In this regard, the following further extract from the judgment is noted:
As to whether a minority discount should be applied, the starting point is that, where the court is dealing with a quasi-partnership, it will not provide for a discount where an innocent vendor is a minority shareholder. I bear in mind however the last sentence of the passage of Nourse J’s judgment in Re Bird Precision Bellows Limited, which I repeat for convenience here:
‘Equally, if the order provided, as it did in In Re Jermyn Street Turkish Baths Ltd.  1 W.L.R. 1194, for the purchase of the shares of the delinquent majority, it would not merely not be fair, but most unfair, that they should receive a price which involved an element of premium.’
This is reflective of the position here. It is clear that [the subject Respondent] created a situation whereby he and [the Petitioner] could not continue in business together. The agreed solution is that [the Petitioner] should buy out [the Respondent’s] shares. I do not see why [the Petitioner] should be required to pay a premium for a buy-out to remedy a situation that he did not engineer, even though his reaction to it may itself be criticised. …”
Valuations of private company minority shareholdings will have their ‘ordinary’ complications. However, in contentious and potentially contentious valuations, subject to the significance of applicable Articles of Association and/or Shareholders’ Agreement, an additional layer of complication can emerge involving matters that may be considered relevant by a court or adjudicating tribunal. This may include the relationships between shareholders, the nature of the shareholding, and doing justice between the parties. In these circumstances a minority discount for a minority shareholding is not ‘a given’. Accordingly, professional valuations advice in this regard, through to the giving of expert witness evidence in court or arbitration proceedings, should be for those with suitable expertise and experience in this area.

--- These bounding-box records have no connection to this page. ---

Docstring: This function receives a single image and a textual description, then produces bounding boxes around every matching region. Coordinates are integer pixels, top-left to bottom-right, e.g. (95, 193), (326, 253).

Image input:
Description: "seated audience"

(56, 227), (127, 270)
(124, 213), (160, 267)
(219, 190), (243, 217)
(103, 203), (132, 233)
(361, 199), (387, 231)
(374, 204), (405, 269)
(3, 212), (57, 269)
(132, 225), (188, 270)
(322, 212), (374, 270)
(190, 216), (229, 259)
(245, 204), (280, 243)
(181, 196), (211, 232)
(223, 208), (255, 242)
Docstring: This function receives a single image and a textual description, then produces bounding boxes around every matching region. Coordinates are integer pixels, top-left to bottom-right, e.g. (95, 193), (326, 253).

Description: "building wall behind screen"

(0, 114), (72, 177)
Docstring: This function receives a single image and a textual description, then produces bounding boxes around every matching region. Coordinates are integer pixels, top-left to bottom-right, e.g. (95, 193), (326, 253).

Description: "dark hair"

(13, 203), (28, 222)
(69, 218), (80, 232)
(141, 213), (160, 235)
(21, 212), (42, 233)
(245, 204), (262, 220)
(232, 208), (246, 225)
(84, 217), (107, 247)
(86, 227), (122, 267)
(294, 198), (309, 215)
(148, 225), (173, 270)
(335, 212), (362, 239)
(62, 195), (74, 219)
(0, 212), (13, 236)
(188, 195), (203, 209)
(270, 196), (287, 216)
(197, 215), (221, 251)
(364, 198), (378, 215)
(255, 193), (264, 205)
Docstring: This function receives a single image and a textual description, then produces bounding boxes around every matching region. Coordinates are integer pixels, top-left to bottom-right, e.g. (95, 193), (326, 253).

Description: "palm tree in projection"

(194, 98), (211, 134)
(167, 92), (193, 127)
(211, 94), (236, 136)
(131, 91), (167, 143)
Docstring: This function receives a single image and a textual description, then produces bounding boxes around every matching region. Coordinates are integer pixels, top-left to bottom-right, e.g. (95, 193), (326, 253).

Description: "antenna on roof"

1 McMonagle v Harvey & Others  EWHC 1374 (Ch)
“Please note, the author is an experienced forensic accountant, and Chartered Arbitrator, and this article is prepared for general interest purposes only. It does not stand as, and is not intended to be, legal advice, and should not be relied on as such. Should a reader require legal advice on matters similar to those discussed in the article, then they should seek such advice from a suitably qualified and experienced legal expert.”